2015 will mark the fortieth anniversary; the year Pol Pot’s Khmer Rouge regime triumphantly entered the capital Phnom Penh in April 1975. More than two millions innocent Cambodians were systematically executed by the regime and many more died of starvation.
After surviving four years of non-stop labour, intimidation and beatings under the Khmer Rouge regime, I finally escaped to spend life in refugee camps. I had risked my life to cross the Thai-Cambodia borders that were filled with land mines in search for my freedom – a luxury that most people take for granted.

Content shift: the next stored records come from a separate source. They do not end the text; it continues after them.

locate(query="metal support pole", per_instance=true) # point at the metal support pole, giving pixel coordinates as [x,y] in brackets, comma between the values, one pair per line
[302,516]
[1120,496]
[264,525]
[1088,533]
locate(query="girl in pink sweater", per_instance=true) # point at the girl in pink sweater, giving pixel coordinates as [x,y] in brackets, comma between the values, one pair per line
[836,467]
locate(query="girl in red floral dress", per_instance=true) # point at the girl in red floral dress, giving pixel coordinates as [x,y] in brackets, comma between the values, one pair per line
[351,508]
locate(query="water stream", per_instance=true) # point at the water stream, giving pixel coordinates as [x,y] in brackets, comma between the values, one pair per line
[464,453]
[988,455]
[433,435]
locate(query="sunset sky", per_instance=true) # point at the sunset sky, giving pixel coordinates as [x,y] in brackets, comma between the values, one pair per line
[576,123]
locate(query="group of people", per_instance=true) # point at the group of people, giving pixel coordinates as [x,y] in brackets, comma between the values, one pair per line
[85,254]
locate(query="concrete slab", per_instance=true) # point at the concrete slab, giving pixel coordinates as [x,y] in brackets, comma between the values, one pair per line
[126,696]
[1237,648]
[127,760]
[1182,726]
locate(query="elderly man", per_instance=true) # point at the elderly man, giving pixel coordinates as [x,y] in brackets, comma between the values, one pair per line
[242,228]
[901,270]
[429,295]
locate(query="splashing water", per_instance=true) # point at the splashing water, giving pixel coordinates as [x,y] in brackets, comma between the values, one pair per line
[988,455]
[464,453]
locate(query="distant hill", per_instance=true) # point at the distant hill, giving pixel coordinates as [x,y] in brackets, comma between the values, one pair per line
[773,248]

Over the years, I have had many attempts to write the story of my childhood experience, but I was not able to continue beyond a few lines. Every time I sat down in front of a typewriter, I would get weary. A slump of tears choked in my throat because those memories are too painful to even think about them.
In 1996, I was requested to make a speech at the United Nations Association Refugees Committee seminar at The University of Sydney entitled “Why Don’t You Go Back – Refugee Issues and Experience” to bring awareness and support to refugees all around the world. I also agreed to an interview with SBS TV in Australia. But after 10 years later in 2006 when I was trying to write a story about my father’s misfortunes, I suddenly realised that I knew nothing about father’s younger years. Unlike me, my father has no one to talk to about his trauma and so he buries them in his heart. Nowadays he spends his time alone peacefully but refuses to talk about his past. Therefore, I had decided to record my story in a notebook so that someday I may pass it on to my children to read about my experience. I also used the writing as a way to release my anxiety and the pain of my experience and endurance.
Like many survivals of “The Killing Fields”, and perhaps my father as well, I had tried to forget about it. I found it easier to just simply forget about the ordeal. I stopped writing again. I locked away the notebook in a shoe-box along with some old pictures until end of December last year, 2013. When I cleaned up my room, I opened my shoe-box and turnover those pages in notebook again.
As I flipped through those pages, an old friend in London had asked me for almost 10 years for my story. “When are you going to start writing your story?” he often pestered me. When he said to me, a few decades from now future historians may not devote many details to this short chapter of Cambodian genocide. He added, only the first-hand survivors can give a full picture. He encouraged me to write as many details as I can recall of what actually had happened to me. “Writing down my memories for my future generations to read and learn from history,” he reminded me.
I had travelled back to visit my relatives who are still living in Cambodia for a few times. At every visit, I had tried to ask them for more details of their experiences during the Khmer Rouge regime, nobody wanted to talk about it. The survivors of my generation have now grown older but their lack of education means they cannot write their experiences. And soon all will be forgotten. My own absence from schooling in my younger years had also hindered my ability to write my story earlier. I had become emotional every time I picked up a pen and try to write because that one event had stolen the best part of my childhood from me and from many other children.
I was able to flee Cambodia to find sanctuary in Australia, but I have not been able to do anything to help those who stay behind. I was torn between the struggle to settle a new life in a new country and the desire to help rebuild life and give education to the children of Cambodian. School education is a privilege that most people also take for granted. The matter of fact is, for many refugees around the world, resettling in a foreign country would mean that life has to start all over again from zero. I started mine from Year Zero for the third time.
I am very proud and pleased to say that after many, many years of contemplation; I have finally able to share my story and this sad, but yet unforgettable lesson of Cambodian history. You may have already read other Cambodian genocide stories but every survivor of this brutal and ruthless regime has a unique story to tell. This is not a story of self-pity or bitterness. I hope by sharing my story beyond my circle of friends, those who are in a privilege position and future leaders would make this world a better place for everyone. Will human beings ever learn anything from this short and brutal history of Cambodia?